Professor Henry Srebrnik

Professor Henry Srebrnik

Monday, March 18, 2019

Iran's Economic Ties with China Deepen

By Henry Srebrnik, [Summerside, PEI] Journal Pioneer

Iranian Foreign Minister Mohammed Javad Zarif and his Chinese counterpart Wang Yi met in Beijing Feb. 19.

Zarif led an Iranian delegation to Beijing that included the speaker of the Majlis, the Iranian parliament, Ali Larijani, and the ministers of finance and petroleum, as well as the CEO of the country’s central bank.

Wang told Zarif he hoped the visit would “deepen the strategic trust between our two countries.” 

Zarif replied that “Our relationship with China is very valuable to us. We consider the comprehensive strategic partnership between Iran and China as one of our most important relations.”

China’s President Xi Jinping also threw his weight behind efforts to build stronger relations between Tehran and Beijing.

“China is seeking to develop strategic wide-ranging relations with Iran,” he said in a meeting with Larijani.

The Majlis speaker pointed to “historical” and “friendly” relations between the two sides and described Beijing as “a reliable partner” for Tehran.

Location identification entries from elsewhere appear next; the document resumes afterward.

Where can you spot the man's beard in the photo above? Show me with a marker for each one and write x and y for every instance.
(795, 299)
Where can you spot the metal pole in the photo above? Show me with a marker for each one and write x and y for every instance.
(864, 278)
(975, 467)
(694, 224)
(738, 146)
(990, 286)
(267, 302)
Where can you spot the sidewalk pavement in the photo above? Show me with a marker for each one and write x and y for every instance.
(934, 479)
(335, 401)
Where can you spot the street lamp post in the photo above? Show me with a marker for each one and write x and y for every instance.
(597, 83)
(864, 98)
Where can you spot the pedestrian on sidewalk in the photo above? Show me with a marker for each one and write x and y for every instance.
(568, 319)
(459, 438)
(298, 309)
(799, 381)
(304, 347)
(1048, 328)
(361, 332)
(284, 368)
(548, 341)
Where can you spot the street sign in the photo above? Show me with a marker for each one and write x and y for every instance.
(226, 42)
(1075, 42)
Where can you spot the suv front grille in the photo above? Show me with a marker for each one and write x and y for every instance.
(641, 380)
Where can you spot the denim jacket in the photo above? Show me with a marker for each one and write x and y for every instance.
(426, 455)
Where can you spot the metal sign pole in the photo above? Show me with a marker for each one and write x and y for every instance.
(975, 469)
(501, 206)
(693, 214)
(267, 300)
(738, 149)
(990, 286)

Larijani indicated that Tehran is prepared to cooperate with China’s Belt and Road Initiative.
President Xi’s infrastructure project, launched in 2013, seeks to connect China to global markets by linking Asia and Europe via a set of land and maritime trade routes.

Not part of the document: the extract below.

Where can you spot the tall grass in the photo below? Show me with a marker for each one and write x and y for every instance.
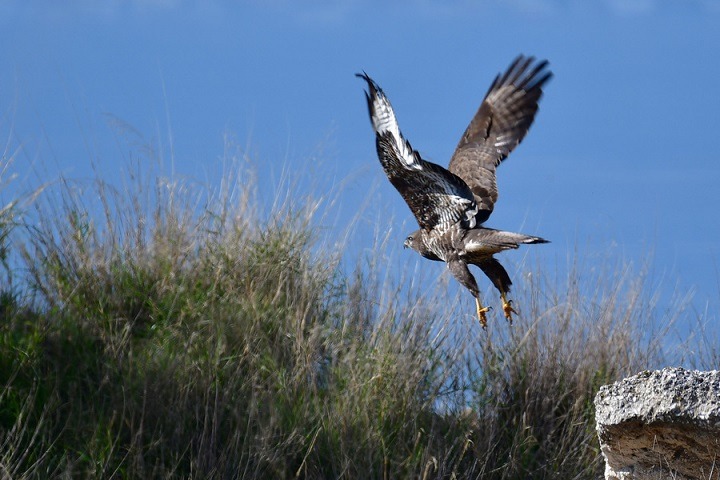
(166, 331)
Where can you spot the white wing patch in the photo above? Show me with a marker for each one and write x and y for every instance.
(383, 120)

The project is valued at more than one-trillion dollars, spanning over 60 countries across Asia, the Middle East, Europe, and Africa. And Iran is at the geographic and logistical center of this new Silk Road between east and west.

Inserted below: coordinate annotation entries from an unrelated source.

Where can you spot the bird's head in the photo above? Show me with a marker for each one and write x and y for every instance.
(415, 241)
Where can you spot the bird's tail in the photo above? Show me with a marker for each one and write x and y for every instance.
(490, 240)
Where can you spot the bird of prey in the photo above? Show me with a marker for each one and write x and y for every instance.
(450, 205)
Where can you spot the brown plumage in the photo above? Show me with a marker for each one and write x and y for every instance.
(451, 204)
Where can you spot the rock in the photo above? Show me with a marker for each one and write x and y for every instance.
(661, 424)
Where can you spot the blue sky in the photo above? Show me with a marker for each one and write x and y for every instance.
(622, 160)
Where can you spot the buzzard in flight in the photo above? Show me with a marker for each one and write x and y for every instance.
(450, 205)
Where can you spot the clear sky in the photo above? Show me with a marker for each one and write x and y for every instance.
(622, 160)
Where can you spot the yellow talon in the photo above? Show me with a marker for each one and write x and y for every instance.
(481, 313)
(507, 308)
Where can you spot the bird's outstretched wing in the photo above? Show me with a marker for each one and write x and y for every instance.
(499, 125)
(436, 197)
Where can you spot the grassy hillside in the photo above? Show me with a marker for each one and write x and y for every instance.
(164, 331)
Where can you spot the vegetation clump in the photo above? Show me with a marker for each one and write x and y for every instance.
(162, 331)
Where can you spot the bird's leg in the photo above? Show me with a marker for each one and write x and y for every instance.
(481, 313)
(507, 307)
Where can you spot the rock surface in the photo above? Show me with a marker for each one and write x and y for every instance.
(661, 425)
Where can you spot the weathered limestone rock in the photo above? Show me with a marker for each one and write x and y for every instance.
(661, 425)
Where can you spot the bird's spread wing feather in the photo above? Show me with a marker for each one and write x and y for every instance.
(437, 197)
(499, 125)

For millennia, Iran has prospered as a trading hub linking east and west. Now, that role is set to expand in coming years.

Iran is now critical to China’s ability to realize its economic ambitions. Other routes to western markets are longer and lead through Russia, potentially a competitor of China.

The proposed 3,200-kilometre route of the new Silk Road begins in Urumqi in western China and continues to Iran, where it will continue northwest through Turkey into Europe.

China and Iran have already cooperated with each other in the construction of some lines on Tehran’s subway, and on the Tehran-Isfahan high-speed railway currently under construction.

Other rail projects will connect Tehran and Mashhad with deep water ports in the country’s south.

In a 2016 test, China and Iran drove a train from the port of Shanghai in eastern China to Tehran in just 12 days, a journey that takes 30 days by sea. 

In Iran, they used the existing track between Tehran and Mashhad, powered by a slower diesel-powered train. When the new line is opened in 2021, it is expected to accommodate electric trains at speeds up to 200 kilometres an hour.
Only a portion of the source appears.